The exception listed in (1)(e) in the Prairie Plant Bill authorizes the distribution, creation and acquisition of synthetic cannabinoids, and makes those substances a Schedule 2 drug in Michigan- as long as they are created in Prairie Plant Bill facilities and are sold in pharmacies. Synthetic cannabis is a classification which includes K2, spice, bath salts, herbal incense and any other derivation chemists can come up with.
The elimination of these protections diminishes the work of legislators, parents and the Governor in favor of a system that allows for commercial exploitation of a product that, unlike marijuana, has demonstrably caused death. The re-emergence of synthetic marijuana is not supported by any marijuana law reform organization, in Michigan or nationally.
LOOSER REGULATIONS THAN THE MMA
In some respects, the Prairie Plant Bill allows more Michiganders the right to use medicinal cannabis.
In the MMA, the responsibility of making a ‘recommendation’ for medicinal cannabis use is reserved for “a Doctor of Medicine (MD) or Doctor of Osteopathic Medicine and Surgery (DO) fully licensed in the state of Michigan,” per the Licensing and Regulatory Affairs website. In the Prairie Plant Bill, “a physician” may make the recommendation.
No establishment of a prior relationship between the doctor and patient is articulated in the Prairie Plant Bill; the current system of specialty physicians, often referred to as ‘pot docs’ by the very supporters of this legislation, would flourish and prosper. The language of the MMA requires a bona-fide doctor-patient relationship, and that relationship was further defined in legislation Governor Snyder signed into law in 2013. The Prairie Plant Bill makes no such distinction, and eliminates the records review, record keeping, in-person evaluation and follow-up care requirements drafted into law for participants in the MMA.
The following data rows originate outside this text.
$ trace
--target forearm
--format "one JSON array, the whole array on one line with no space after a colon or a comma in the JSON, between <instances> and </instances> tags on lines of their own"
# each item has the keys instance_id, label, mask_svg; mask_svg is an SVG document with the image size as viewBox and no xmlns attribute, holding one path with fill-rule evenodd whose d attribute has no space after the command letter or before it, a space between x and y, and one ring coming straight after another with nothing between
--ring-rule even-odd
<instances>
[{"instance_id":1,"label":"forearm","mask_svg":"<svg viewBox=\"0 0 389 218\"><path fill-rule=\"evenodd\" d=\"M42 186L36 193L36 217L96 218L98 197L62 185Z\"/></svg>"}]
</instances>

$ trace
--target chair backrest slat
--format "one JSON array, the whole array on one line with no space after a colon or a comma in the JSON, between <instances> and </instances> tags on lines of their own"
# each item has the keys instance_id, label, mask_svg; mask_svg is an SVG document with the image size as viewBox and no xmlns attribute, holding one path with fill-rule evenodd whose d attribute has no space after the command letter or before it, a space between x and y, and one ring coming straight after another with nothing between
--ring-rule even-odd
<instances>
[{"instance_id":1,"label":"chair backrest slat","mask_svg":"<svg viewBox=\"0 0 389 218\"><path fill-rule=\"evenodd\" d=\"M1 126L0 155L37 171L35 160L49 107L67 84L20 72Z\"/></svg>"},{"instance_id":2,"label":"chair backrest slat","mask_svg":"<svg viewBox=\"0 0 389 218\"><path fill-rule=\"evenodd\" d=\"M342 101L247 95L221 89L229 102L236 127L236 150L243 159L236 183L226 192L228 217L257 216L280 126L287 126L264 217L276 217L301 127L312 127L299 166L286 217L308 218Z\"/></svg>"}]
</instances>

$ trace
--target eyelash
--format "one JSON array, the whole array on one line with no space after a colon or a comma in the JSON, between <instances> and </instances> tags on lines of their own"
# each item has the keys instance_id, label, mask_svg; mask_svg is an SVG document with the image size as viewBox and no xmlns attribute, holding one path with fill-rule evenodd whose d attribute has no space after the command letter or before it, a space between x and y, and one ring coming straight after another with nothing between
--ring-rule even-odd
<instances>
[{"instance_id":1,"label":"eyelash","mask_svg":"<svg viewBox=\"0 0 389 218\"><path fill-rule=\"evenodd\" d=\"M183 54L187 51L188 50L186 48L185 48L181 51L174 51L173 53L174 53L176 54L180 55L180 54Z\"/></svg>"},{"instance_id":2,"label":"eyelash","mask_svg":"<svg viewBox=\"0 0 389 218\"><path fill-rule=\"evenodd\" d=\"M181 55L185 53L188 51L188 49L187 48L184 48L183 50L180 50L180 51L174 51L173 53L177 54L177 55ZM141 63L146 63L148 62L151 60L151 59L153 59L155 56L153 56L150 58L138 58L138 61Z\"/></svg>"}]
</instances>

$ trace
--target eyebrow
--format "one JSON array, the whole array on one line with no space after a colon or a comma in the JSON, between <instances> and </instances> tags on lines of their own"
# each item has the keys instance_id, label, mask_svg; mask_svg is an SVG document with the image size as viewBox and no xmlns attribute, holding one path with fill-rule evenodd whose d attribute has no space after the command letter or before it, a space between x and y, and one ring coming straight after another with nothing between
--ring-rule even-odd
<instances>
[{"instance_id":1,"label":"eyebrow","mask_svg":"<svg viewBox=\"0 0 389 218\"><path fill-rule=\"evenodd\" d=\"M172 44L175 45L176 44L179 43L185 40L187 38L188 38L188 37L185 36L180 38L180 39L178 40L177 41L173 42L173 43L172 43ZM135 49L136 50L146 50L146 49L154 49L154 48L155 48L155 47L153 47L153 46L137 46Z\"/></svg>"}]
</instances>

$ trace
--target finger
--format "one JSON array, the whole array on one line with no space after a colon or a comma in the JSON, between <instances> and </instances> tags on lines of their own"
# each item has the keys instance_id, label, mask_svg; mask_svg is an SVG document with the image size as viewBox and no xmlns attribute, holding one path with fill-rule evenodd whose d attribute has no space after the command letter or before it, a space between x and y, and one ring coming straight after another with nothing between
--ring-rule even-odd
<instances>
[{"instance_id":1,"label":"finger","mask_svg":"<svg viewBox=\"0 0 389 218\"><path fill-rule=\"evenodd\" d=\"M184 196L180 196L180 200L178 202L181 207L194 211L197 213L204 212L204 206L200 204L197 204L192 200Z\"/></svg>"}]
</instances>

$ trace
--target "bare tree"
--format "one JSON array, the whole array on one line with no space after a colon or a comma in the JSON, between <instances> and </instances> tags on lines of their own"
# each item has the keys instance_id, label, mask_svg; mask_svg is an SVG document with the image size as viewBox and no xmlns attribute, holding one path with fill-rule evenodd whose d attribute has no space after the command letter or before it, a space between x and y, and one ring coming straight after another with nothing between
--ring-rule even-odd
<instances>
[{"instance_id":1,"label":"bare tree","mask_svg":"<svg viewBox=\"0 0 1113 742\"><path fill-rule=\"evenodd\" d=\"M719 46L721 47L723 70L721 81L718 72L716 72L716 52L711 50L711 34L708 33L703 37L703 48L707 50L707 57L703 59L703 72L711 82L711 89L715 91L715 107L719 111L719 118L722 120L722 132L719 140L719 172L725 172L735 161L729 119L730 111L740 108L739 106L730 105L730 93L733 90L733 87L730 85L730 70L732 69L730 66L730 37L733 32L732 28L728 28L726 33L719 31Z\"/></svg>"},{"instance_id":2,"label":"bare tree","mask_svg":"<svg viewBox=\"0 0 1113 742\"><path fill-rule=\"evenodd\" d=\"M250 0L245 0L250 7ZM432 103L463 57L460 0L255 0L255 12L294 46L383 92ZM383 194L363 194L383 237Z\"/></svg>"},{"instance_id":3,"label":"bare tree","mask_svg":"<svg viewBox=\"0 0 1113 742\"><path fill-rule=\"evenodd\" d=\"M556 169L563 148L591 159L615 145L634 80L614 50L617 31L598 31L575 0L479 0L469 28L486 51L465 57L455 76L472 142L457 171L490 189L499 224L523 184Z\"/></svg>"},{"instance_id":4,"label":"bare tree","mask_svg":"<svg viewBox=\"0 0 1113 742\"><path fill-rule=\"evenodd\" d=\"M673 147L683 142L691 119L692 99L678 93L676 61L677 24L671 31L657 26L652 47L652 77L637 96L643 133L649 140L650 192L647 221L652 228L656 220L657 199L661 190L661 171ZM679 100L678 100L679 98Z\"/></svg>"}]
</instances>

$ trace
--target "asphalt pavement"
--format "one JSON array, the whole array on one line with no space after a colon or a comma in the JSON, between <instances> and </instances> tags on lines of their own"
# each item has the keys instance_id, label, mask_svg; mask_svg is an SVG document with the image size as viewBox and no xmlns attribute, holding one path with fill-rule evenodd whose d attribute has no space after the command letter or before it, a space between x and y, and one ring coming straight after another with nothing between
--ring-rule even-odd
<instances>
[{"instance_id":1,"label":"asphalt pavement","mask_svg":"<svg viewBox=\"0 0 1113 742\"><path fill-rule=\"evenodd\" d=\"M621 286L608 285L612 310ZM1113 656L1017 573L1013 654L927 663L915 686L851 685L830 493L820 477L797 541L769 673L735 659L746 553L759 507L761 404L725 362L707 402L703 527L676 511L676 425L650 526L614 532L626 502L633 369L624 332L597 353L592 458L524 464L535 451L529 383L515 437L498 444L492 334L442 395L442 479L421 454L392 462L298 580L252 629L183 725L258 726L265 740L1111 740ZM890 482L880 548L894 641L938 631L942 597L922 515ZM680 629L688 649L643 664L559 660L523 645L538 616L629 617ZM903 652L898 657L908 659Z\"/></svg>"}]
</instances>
Under current law, registered medical marijuana patients are restricted to 2.5 ounces of dried usable cannabis; the Prairie Plant Bill contains no restrictions on possession amounts. Similarly it lacks any definition as to the amount of cannabis that licensed and certified facilities can grow, or hold, or sell, or transfer to pharmacies. All the safeguards that were contained in the MMA are left undefined, opting instead to allow LARA to decide those limitations on their own after the bill is passed into law, without legislative debate or a vote.
The Prairie Plant Bill allows law enforcement to learn the registered patient’s illnesses and symptoms, the name and address of the recommending physician, and the history of obtaining marijuana prescriptions (if technology allows it). This relaxation of the privacy provisions contained in the MMA is of great concern to the medical cannabis community.
Lansing politicos have opined that the new Prairie Plant Bill will be assigned a Senate Bill number and be introduced during the last week of October.